A Texas man went next door with a rifle and fatally shot five of his neighbours, including an eight-year-old boy and a teenage girl, after the family asked him to stop firing rounds in his yard because they were trying to sleep, authorities said Saturday.
The suspect, identified as 38-year-old Francisco Oropeza, remained at large more than 12 hours after the shooting that began just before midnight on Friday near the small city of Cleveland, about 72 kilometres north of Houston. Some residents who live on the street said it was not uncommon to hear neighbours unwind at the end of the work week by firing off guns.
San Jacinto County Sheriff Greg Capers said the suspect used an AR-style rifle and that all of the victims were believed to be from Honduras.
Capers said authorities were using scent-tracking dogs and an overhead drone in the search for the suspect, who they believe was intoxicated at the time of the shooting and then fled toward a heavily wooded forest a few kilometres from the scene.
Capers said there were 10 people in the house — some of whom has just moved there earlier in the week — but that no one else was injured.

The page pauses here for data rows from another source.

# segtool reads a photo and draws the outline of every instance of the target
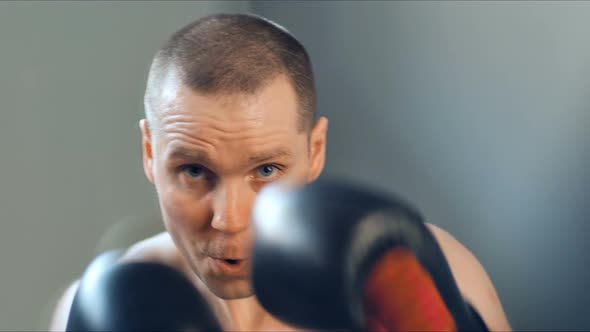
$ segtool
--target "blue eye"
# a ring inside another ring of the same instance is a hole
[[[258,174],[263,178],[272,177],[277,171],[277,167],[274,165],[262,165],[258,167]]]
[[[191,178],[198,178],[205,173],[205,170],[198,165],[187,165],[184,167],[184,172]]]

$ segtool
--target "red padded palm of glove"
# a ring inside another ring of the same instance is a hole
[[[456,331],[430,274],[405,248],[387,251],[364,289],[368,331]]]

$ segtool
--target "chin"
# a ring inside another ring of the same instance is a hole
[[[207,280],[209,290],[223,300],[237,300],[254,296],[252,285],[247,280]]]

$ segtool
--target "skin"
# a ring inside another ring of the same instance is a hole
[[[296,330],[259,305],[247,275],[224,277],[209,261],[248,262],[257,192],[279,179],[305,184],[321,174],[327,119],[318,119],[309,133],[298,131],[297,99],[284,76],[255,95],[203,95],[174,78],[163,91],[157,123],[144,119],[140,128],[144,171],[158,193],[167,232],[132,246],[123,261],[156,261],[183,272],[225,330]],[[429,227],[464,297],[491,330],[510,330],[481,264],[451,235]],[[58,305],[53,329],[63,330],[63,308],[76,287]]]

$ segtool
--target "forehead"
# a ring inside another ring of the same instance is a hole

Authorities did not immediately release the names of the victims. Three were female, including a 15-year-old girl, said Rob Freyer, a prosecutor in San Jacinto County. He did not know the ages of the adult victims, who included one male.
The confrontation began after family members walked up to the fence and asked the suspect to stop shooting rounds, Capers said. The suspect responded by telling them that it was his property, the sheriff said, and one person in the house got a video of the suspect walking up to the front door with the rifle.
Recreational shooting ‘a normal thing’
Rene Arevalo Sr., who lives a few houses down, said he heard gunshots around midnight but didn’t think anything of it.
“It’s a normal thing people do around here, especially on Fridays after work,” Arevalo said. “They get home and start drinking in their backyards and shooting out there.”
Capers said his deputies had been to the suspect’s home at least once before and spoken with him about “shooting his gun in the yard.” It was not immediately clear whether any action was taken at the time.
The new arrivals in the home had moved from Houston earlier in the week, the sheriff said, but he did not know whether they were planning to stay there.
Record pace of U.S. gun violence
The attack was the latest act of gun violence in what has been a record pace of mass shootings in the United States so far this year, some of which have also involved semiautomatic rifles.
The mass killings have played out in a variety of places — a Nashville school, a Kentucky bank, a Southern California dance hall and now a rural Texas neighbourhood inside a single-storey home.
Across the U.S. since Jan. 1, there have been at least 18 shootings that left four or more people dead, according to a database maintained by The Associated Press and USA Today, in partnership with Northeastern University. The violence is sparked by a range of motives: murder-suicides and domestic violence; gang retaliation; school shootings; and workplace vendettas.
Texas has confronted multiple mass shootings in recent years, including last year’s attack at Robb Elementary School in Uvalde; a racist attack at an El Paso Walmart in 2019; and a gunman opening fire at a church in the tiny town of Sutherland Springs in 2017.
Republican leaders in Texas have continually rejected calls for new firearm restrictions, including this year over the protests of several families whose children were killed in Uvalde.